Bank Will Get Key Info From Ex-Auditor

     SAN DIEGO (CN) — A federal judge ordered a former bank employee to turn over documents for a lawsuit that claims he cost BofI Federal Bank’s “hundreds of millions of dollars in lost market capitalization” by releasing confidential information in a lawsuit and to The New York Times.
     BofI, or Bank of Internet USA, an online banker, calls itself one of the fastest-growing banks in the country on its home Internet page. Its stock trades on the NASDAQ.
     It hired Charles Matthew Erhart as an entry level internal auditor at its San Diego headquarters in September 2013.
     On March 5, 2015, “BofI management learned that Erhart failed to complete at least nine internal audits assigned to him and that he had conducted his own ‘rogue’ and unapproved investigations,” U.S. District Judge Nita Stormes wrote in her April order on joint motion for discovery and granting the bank’s motion to compel.
     The very next day Erhart requested, and the bank granted, unpaid leave for family medical leave. Erhart sued the bank in October, claiming it fired him for blowing the whistle on the bank’s shoddy practices.
     His attorney Carol Gillam told The New York Times at the time: “As a former federal prosecutor and long time employment lawyer, I find the bank’s conduct as alleged here to be among the most egregious I have seen from a publicly traded company.”
     The Times reported in its Oct. 13, 2015 story that the bank “has become one of the country’s top-performing banks by churning out high-cost mortgages to wealthy individuals with complex finances,” but Erhart accused it of “cutting corners as it grew at a rapid pace.”
     Bank CEO Gregory Garrabrants told the Times the lawsuit was factually inaccurate, that federal regulators reviewed all of Erhart’s allegations and “found them to be wholly without merit.”
     The bank then sued Erhart, alleging computer fraud and wrongful dissemination of “confidential, privileged and proprietary information.”
     The bank says it learned on Oct. 13, the day Erhart sued it and the Times published its story, “that Erhart publicly disclosed some of the confidential information he obtained from BofI both to the New York Times and in the complaint he filed. On that same day, BofI’s stock price plummeted 30.2 percent. On October 19, 2015, BofI filed this action, contending that Erhart’s disclosures caused BofI’s stock price to plummet, resulting in hundreds of millions of dollars in lost market capitalization.” (Citations omitted.)
     A November 2015 temporary restraining order against Erhart and his attorneys prohibits Erhart from disclosing, copying, destroying, deleting or altering any of the bank’s confidential information. It also ordered Erhart to return any confidential information he possessed about the bank.
     In a Dec. 6, 2015 deposition, Erhart testified that he did not share confidential information with anyone other than his counsel and federal law enforcement authorities, according to Judge Stormes’ case summary.
     “He further testified that he sent information to his mother for safekeeping before he retained counsel because he feared the bank would destroy the information, and that his mother never looked at it,” Stormes wrote.
     The bank believes Erhart’s attorney was complicit in giving information to the Times and disclosed confidential regulatory information in the whistleblower complaint. It subpoenaed Gillam to produce her nonprivileged communications with the media and other third parties.
     The subpoena specifically requested communications between Gillam and Times reporter Peter Eavis, Seeking Alpha Inc., an investment blog, and those who write for the publication and others who sought information on the bank, such as short sellers, investors, law firms and investigators.
     The bank said the subpoena requests are relevant because revealing the people with whom Gillam communicated will “identify the full scope of Erhart’s breaches of confidentiality,” all of which is relevant to prove breach of confidentiality and claims for damages.

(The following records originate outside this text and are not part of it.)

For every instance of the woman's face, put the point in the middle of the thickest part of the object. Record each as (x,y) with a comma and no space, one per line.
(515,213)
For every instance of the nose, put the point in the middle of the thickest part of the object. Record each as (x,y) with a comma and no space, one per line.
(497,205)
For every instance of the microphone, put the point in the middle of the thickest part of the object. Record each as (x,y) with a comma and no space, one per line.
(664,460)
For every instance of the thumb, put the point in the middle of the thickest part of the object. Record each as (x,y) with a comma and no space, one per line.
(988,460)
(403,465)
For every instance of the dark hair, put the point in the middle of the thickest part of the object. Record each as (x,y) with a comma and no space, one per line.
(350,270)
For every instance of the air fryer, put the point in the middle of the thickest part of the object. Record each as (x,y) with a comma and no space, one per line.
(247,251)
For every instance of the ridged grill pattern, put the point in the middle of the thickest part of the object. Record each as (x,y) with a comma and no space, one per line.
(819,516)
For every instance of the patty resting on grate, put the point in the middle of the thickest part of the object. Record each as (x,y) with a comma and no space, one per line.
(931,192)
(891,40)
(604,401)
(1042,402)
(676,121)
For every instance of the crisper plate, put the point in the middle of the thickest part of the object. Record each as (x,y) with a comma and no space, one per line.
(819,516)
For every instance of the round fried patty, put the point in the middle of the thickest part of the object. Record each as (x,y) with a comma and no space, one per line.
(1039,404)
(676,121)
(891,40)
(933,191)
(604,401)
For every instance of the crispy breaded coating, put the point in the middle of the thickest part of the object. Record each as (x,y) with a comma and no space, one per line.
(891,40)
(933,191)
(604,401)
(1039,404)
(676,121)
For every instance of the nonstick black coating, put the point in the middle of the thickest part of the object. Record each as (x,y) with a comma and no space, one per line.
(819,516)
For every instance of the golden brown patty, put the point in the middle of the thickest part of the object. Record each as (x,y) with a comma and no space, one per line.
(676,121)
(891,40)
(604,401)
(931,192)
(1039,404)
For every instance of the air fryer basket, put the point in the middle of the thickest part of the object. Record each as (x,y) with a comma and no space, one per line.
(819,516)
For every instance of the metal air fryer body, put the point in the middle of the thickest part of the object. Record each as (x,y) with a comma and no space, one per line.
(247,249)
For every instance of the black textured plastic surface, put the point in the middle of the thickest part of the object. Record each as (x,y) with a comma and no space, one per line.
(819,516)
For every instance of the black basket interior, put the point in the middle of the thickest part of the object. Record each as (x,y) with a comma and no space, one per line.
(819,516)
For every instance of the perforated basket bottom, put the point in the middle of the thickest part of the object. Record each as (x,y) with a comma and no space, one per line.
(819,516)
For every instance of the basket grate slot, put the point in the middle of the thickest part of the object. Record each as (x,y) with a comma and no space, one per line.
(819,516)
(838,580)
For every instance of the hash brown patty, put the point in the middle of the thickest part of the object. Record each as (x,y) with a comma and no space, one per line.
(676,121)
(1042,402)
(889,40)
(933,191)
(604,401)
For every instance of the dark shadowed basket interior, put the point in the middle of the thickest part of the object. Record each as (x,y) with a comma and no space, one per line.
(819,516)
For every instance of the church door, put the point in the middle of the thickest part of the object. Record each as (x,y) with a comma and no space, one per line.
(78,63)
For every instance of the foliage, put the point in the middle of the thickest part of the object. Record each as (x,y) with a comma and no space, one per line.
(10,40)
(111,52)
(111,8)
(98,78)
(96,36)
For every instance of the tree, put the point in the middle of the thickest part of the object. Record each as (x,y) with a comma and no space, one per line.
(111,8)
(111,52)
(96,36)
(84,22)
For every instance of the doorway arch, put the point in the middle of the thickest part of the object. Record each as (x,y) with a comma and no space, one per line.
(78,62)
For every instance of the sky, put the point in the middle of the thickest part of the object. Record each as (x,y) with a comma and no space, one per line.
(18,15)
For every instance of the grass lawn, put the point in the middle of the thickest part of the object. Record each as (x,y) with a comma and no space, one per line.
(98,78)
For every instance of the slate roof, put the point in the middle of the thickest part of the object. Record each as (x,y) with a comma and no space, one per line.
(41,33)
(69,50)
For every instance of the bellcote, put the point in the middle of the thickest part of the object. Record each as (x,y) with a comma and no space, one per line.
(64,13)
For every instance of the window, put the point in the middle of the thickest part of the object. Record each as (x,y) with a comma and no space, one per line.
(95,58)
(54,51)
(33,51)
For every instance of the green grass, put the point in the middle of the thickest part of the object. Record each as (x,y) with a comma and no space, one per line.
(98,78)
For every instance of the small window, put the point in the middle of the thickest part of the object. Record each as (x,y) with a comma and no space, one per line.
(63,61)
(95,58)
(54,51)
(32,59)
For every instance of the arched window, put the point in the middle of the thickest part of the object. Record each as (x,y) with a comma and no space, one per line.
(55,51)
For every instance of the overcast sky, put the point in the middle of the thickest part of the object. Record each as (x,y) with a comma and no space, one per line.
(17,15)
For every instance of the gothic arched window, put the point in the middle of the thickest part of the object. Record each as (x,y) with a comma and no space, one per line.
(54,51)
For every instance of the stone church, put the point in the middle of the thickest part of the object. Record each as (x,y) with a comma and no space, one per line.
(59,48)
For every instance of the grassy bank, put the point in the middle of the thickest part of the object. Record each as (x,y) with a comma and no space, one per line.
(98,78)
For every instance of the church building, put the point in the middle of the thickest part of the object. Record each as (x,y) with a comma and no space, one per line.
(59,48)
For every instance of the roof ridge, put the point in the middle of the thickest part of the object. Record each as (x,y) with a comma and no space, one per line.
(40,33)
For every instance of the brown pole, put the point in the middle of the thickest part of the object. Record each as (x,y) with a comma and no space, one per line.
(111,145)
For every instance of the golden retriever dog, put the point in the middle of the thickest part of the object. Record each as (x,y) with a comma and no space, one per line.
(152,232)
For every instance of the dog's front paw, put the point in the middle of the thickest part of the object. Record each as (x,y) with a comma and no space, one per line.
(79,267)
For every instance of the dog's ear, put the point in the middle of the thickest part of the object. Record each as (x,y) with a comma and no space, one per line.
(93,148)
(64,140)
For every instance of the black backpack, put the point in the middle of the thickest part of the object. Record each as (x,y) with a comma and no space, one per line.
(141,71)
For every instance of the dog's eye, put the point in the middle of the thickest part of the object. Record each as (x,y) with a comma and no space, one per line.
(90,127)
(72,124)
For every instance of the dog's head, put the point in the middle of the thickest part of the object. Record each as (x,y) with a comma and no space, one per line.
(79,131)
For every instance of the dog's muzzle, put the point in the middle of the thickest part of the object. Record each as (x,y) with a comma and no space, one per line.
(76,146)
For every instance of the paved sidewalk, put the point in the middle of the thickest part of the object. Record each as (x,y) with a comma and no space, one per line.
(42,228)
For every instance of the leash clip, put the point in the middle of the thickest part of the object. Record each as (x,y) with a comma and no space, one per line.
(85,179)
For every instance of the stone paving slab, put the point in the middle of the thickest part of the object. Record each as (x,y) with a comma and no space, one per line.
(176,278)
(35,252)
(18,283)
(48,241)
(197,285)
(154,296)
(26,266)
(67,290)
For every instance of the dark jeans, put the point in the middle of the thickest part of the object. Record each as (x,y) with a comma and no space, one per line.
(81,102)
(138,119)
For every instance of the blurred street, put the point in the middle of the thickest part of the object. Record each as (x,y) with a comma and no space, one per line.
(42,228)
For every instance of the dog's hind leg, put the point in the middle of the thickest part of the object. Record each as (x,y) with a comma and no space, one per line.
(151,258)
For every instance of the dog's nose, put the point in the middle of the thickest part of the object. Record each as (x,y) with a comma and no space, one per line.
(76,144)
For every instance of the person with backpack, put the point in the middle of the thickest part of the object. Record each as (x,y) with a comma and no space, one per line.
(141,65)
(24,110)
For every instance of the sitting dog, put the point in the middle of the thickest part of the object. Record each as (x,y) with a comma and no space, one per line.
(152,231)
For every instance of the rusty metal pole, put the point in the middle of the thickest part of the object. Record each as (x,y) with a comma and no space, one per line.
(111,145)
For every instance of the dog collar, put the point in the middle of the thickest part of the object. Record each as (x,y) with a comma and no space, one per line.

     The bank also claims that Gillam acknowledged she communicated with The New York Times before filing the initial whistleblower complaint.
     Gillam noted she is not a defendant in the bank’s lawsuit though an essential element of the bank’s complaint is that she filed the lawsuit that caused its stock to plummet. She argued that if she is compelled to respond to the subpoena, the bank will seek her testimony, effectively turning her into a witness and intruding on the attorney-client privilege.
     But Stormes found the documents sought are relevant, in fact, that they are “the heart of most, if not all, the claims asserted.”
     “Communications regarding BofI with The New York Times or any other reporters or third parties are relevant to whether and what extent Erhart disseminated any confidential information belonging to BofI,” Stormes wrote.
     The ruling applies to communication to and from Gilliam, as communications to her may speak to the nature of any information Gillam provided to the media, Stormes wrote.
     The judge denied without prejudice Gillam’s argument that allowing discovery of communications between her and The New York Times would reveal her litigation strategy.
     Stormes told Gillam to produce a “privilege log” describing the nature of her communications with the Times and how that could reveal her litigation strategy.
     Gillam did not return an emailed request for comment.
     The Bank of Internet is represented by Polly Towill with Sheppard Mullin Richter and Hampton in Los Angeles, who did not return an email request for comment.